Regarding the advice, I’m always in the market for ways to improve the look of my scores. I guess I’m a little confused however, as I didn’t realize you could only justify staves vs systems. I thought it either justifies everything or nothing. TBH, I get frustrated with the justification settings and there are times I wish I could turn it off all together. I have been known, on occasion, to adjust every page by hand, even on simpler layouts.

It was confusing to me as well, initially. I was used to doing all spacing by hand in Finale. I’m getting the hang of it now, and I do find it works well.

To clarify: you can either justify everything, spacing it all out evenly, or you can justify only the distance between systems and leave the staff distances alone. When I have multiple systems on a page with multiple staves, I typically use only SYSTEM justification, not STAFF justification. Because staff justification can result in some pretty enormous distances if your “minimum percentage” is too low… and it can make the score confusing to distinguish between systems. I only do staff justification when I have a full score that takes up one system per page.

Actually, I do allow for some staff justification, I just set the value pretty high, so it rarely triggers.

I prefer to set the Ideal Gaps section to my liking instead. Then the spaces between staves is constant throughout my layout.

Once you fiddle with it and see how the results change for different values, I do indeed prefer this method now.

And one notices that, despite adding all this white space, the collision was not actually avoided anyway (with the “p tutti”)

Just in case you’re not aware; if you hold down alt(/option) while dragging, the other staves will move proportionally, which make these manual adjustments much simpler.

Thanks!! I think I learned this when I first started learning Dorico and then promptly forgot it! Helpful.

Yes, that’s called concertina drag or something, right? I was aware of it. Kind of. But thanks for pointing me to it again, I may actually use it more often from now on because it turns out to be more useful than I thought. :slight_smile: I hereby withdraw my feature request.

Great discussion here, but I’m still completely baffled as to how to move a rehearsal mark manually in engraving mode. In the particular instance today, when I add it, it causes the repeat endings just before it to leap up way above the bar in a completely unsatisfying way. In sibelius I could just grab the rehearsal mark and nudge it over. or, worst case, attach it to the second note in the bar. In this case, the second note is “too far” away and it also looks dreadful.

I can find no instructions in the manual about how to manually move system objects – I’m a noob and it’s super frustrating. all help much appreciated.

Jake, it is as simple as clicking on it and moving it (or using alt+arrows):

move rehearsal mark

It’s quite possible you’ll need to drag the rehearsal mark up and the repeat endings back down. Also, depending on the situation, turning off the “avoid collisions” property in engrave mode can help with various things. Also, decreasing the default padding of rehearsal marks in engraving options is typically a good idea.

Sorry to hear that - if you want to move system objects to change where they appear in the system, you can do that as per the steps here.

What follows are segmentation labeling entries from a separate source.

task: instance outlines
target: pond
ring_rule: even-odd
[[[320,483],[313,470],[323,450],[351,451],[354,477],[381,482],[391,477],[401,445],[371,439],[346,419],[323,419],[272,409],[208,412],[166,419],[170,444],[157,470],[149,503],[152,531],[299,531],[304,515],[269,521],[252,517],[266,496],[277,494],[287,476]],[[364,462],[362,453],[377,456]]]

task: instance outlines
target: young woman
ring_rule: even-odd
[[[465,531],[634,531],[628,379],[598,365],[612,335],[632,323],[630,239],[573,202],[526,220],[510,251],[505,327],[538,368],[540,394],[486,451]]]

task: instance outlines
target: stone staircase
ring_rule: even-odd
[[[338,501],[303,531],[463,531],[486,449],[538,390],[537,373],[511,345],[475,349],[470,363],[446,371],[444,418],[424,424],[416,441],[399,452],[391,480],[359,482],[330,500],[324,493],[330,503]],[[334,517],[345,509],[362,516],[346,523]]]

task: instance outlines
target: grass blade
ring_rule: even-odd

For moving rehearsal marks graphically in Engrave mode, see here.

Thanks to both of you. I’m such a noob that the very basic things I need to try to figure out aren’t really covered in the documentation. For example, there is a whole header about changing default stem directions for a whole score but it took me ages to figure out how to change the direction of one single note stem. I don’t even want to try to figure out how to remove a courtesy flat because I fear it will be another hour down a rabbit hole because the documentation doesn’t respond to my search terms. My needs are also very peculiar – we’re working with old manuscripts and trying to recreate what we see on the page, which often breaks the common rules for engraving today. anyway, thanks. i know i’ll get there eventually.